HMS SPEY, Kapal Perang Ramah Lingkungan Inggris Nyandar di Jakarta Selama 7 Hari

Rabu, 15 Januari 2025 19:27 WIB

Kapal Angkatan Laut (AL) Kerajaan Inggris, His Majesty’s Ship (HMS) SPEY berkunjung ke Indonesia selama 7 hari. Kapal tersebut tiba di Pelabuhan Tanjung Priok, Jakarta, Rabu (15/1/2025).

HMS SPEY adalah sebuah kapal patroli lepas pantai. Kapal ini disebut-sebut sebagai kapal paling ramah lingkungan di Angkatan Laut Kerajaan Inggris. Hal tersebut berkat konverter katalitik yang dipasang pada corong pembuangan untuk mengurangi emisi karbondioksida (CO2). 

"Kami menjalin kerja sama yang erat dengan negara-negara di kawasan. Termasuk soal mitigasi perubahan iklim," kata Duta Besar (Dubes) Inggris untuk Indonesia Dominic Jermey kepada wartawan. 

HMS Spey membawa 71 awak kapal. Kapal ini akan berlabuh di Indonesia mulai dari tanggal 15 Januari hingga 21 Januari 2025. Kehadiran HMS SPEY untuk memperkuat hubungan dengan Tentara Nasional Indonesia (TNI) AL dalam kerja sama militer. 

Dubes Jermey mengatakan, Inggris berkomitmen untuk memperkuat hubungan diplomatik, ekonomi dan keamanan dengan Indonesia. Hubungan tersebut diperdalam saat Presiden Prabowo Subianto bertemu dengan Perdana Menteri (PM) Inggris Keir Starmer di London, Inggris pada November 2024. 

"Kedua pemimpin sepakat meningkatkan hubungan yang berlandaskan prinsip-prinsip kerja sama yang saling menghornati," ujarnya.  

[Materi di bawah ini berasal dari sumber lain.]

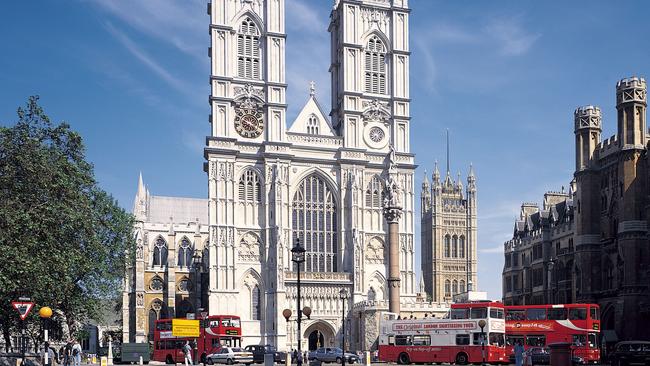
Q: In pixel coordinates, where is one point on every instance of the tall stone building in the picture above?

Awak kapal HMS SPEY juga melakukan kegiatan pertukaran budaya dengan para mitra di Indonesia. Sebanyak 10 perwira angkatan laut Inggris yang ikut dalam kapal menunjukkan kebolehannya menari 'Tarian Ondel-ondel Jakarta'. Mereka berkolaborasi dengan 10 perwira TNI AL menarikan tarian khas Jakarta itu. 

Komandan HMS SPEY Paul Caddy mengapresiasi penyambutan yang ramah dari TNI AL.  Ia berujar, kunjungan ini menjadi kesempatan bagi Angkatan Laut Inggris untuk membangun kemitraan dengan mitra-mitra di Indonesia.

"Kunjungan ini menegaskan komitmen berkelanjutan Inggris untuk menjaga stabilitas dan keamanan di kawasan indo pasifik," pungkasnya.